I am certainly not qualified to discuss the literature on talent development, so I will leave it at that.  My feeling is that Gladwell consistently conflates more mundane successes associated with someone like Marita with extraordinary successes of someone like Mario Lemuiex.  This makes it both easier and more difficult to attack his argument.  On the one hand, I completely buy the argument that most successful people are a product of chance and of hard work — there are few truly self-made men.  On the other hand, it’s hard to believe that truly great scientists and mathematicians aren’t blessed with a skill set far beyond the domain of the 95th-percentile student.

More on Teacher Performance

We recently posted a piece on the controversy surrounding the publication of teacher performance evaluations in Los Angeles.  There are a couple of interesting follow ups circulating in our trusted news sources.  The first piece is from the always contrarian and sometimes cantankerous Jack Shafer of Slate.com.
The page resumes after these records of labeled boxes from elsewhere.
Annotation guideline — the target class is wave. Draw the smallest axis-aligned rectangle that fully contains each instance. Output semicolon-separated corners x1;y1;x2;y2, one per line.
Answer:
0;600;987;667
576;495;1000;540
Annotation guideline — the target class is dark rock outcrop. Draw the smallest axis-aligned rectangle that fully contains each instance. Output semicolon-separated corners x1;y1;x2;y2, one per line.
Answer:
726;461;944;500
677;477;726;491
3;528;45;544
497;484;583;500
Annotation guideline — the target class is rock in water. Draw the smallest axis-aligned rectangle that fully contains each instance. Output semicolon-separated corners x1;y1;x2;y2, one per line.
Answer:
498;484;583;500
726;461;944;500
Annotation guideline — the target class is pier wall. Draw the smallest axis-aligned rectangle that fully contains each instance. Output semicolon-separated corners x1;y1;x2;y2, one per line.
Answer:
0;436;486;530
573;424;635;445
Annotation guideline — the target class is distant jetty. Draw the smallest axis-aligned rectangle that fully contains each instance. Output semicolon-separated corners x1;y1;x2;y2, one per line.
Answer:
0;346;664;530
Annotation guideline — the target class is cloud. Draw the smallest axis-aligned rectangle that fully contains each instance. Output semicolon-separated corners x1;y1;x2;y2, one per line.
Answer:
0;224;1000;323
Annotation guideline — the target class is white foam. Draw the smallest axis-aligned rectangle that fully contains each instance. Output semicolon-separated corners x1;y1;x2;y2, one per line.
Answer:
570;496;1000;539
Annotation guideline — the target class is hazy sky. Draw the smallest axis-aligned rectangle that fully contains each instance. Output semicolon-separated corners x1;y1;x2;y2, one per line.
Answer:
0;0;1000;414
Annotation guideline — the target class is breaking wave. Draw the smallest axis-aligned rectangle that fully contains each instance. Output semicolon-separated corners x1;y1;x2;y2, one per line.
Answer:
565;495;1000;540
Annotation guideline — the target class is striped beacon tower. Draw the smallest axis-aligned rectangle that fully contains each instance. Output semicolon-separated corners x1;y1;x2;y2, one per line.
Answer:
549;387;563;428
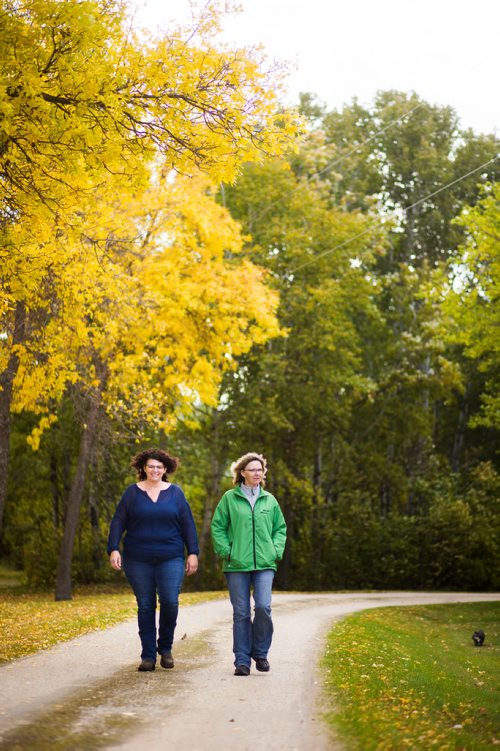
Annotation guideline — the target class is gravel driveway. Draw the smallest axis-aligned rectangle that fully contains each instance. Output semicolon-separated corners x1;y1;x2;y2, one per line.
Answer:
0;592;500;751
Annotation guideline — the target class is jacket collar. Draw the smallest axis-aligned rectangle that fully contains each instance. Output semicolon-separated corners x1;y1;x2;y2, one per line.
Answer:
233;485;269;501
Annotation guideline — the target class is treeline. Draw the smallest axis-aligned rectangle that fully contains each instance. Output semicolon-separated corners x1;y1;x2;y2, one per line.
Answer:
0;2;500;598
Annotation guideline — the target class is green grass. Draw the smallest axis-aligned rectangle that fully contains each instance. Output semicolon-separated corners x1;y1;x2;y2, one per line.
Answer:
323;602;500;751
0;585;227;663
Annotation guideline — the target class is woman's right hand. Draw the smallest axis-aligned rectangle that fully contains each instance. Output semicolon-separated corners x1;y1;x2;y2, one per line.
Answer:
109;550;122;571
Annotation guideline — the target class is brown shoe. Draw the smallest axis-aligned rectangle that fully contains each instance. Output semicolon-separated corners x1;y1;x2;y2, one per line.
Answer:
137;659;155;673
160;652;174;669
255;657;271;673
234;665;250;675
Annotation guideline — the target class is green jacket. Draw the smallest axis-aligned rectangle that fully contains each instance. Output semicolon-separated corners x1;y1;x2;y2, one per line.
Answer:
212;485;286;571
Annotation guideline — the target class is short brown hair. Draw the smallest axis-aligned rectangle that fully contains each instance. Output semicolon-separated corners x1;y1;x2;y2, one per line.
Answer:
231;451;267;487
130;449;180;480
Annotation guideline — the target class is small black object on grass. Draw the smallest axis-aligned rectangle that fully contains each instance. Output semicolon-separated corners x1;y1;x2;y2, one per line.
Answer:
472;629;484;647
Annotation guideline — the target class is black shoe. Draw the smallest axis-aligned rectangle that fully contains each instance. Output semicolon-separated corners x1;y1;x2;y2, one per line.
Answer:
137;659;155;673
255;657;271;673
160;652;174;668
234;665;250;675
Nobody but a schoolteacher or a union acolyte could criticize the Los Angeles Times‘ terrific package of stories—complete with searchable database—about teacher performance in the Los Angeles Unified School District.

You probably don’t need to be a communications major to figure out where that piece is headed.
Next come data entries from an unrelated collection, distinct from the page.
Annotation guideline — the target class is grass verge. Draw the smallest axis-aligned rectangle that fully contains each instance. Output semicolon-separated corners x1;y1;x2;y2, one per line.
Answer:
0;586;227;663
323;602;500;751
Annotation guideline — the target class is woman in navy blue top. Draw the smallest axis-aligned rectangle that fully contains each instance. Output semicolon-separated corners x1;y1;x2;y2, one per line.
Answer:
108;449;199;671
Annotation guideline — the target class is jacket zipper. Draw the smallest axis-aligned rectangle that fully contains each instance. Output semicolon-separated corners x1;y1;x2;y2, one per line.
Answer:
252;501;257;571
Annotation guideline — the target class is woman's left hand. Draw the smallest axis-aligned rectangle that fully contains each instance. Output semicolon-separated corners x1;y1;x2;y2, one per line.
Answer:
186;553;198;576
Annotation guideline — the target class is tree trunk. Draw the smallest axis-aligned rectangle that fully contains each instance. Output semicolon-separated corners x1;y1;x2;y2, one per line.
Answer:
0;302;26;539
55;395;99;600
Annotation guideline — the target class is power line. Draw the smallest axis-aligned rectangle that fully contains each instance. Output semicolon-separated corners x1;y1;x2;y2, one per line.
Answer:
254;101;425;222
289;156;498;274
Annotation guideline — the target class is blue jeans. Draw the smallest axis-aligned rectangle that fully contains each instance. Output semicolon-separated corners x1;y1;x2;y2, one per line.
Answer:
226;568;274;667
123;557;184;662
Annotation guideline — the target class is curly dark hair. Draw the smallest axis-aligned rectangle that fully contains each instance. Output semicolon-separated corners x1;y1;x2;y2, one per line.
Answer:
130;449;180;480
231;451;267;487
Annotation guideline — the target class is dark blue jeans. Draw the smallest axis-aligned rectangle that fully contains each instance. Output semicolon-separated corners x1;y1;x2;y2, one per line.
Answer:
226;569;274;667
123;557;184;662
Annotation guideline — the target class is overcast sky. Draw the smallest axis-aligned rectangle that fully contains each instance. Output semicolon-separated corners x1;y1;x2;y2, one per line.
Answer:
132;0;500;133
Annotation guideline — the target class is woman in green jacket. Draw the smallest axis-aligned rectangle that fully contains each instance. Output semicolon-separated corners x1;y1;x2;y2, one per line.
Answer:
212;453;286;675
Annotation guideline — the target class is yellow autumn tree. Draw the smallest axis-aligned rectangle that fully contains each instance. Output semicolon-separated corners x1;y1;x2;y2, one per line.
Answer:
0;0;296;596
Shafer rightly applauds the LA Times FAQ page on what value-added analysis is, its strenghts and weaknesses, and other, well, FAQs.

A second piece plucked from the New York Times compares the pros and cons of value-added analysis in a more straightforward fashion.  On the one hand:

“If these teachers were measured in a different year, or a different model were used, the rankings might bounce around quite a bit,” said Edward Haertel, a Stanford professor who was a co-author of the report. “People are going to treat these scores as if they were reflections on the effectiveness of the teachers without any appreciation of how unstable they are.”

On the other hand:

William L. Sanders, a senior research manager for a North Carolina company, SAS, that does value-added estimates for districts in North Carolina, Tennessee and other states, said that “if you use rigorous, robust methods and surround them with safeguards, you can reliably distinguish highly effective teachers from average teachers and from ineffective teachers.”

Certainly, the two sides each have a point.  Even as a man of numbers (or perhaps, especially as one), I worry that people put too much faith in a quantitative rating.  That said, it seems the cat has squirmed its way out of the bag on this one, and it is going to be difficult for opponents to get it back in.

Fallout Friday

I had seen some headlines earlier in the week about teachers unions being up-in-arms about an LA Times investigative series on teacher quality, but I hadn’t seen anything concrete until I saw Alex Tabarrok’s post at Marginal Revolution this morning.

All I can say is, wow!

The basic storyline is that the Times accessed data on changes in student performance from year-to-year and was able to match that up at the individual teacher level.  The entire analysis isn’t published yet, but if you check out the snippet in the graphic below it is clear that the proverbial you-know-what is about to hit the you-know-where in the LA school system.  And, yes, that is the real Miguel Aguilar and the real John Smith in there.

Ouch.

This is the sort of thing that might get Mr. Smith (and his union) to go to Washington (or Sacramento) — to quash this kind of information being revealed.

Tabarrok sums up his thoughts and I will simply repeat them because I have trouble disagreeing:

I don’t blame the unions for being up in arms and I feel for the teachers, for some of them this is going to be a shock and an embarrassment. We cannot simultaneously claim, however, that teachers are vitally important for the future of our children and also that their effectiveness should not be measured…  Moreover, I see this as a turning point. Once parents have this kind of information who will allow their child to be in a class with a teacher in the bottom ranks of effectiveness? And if LA can do it why not Chicago and Fairfax?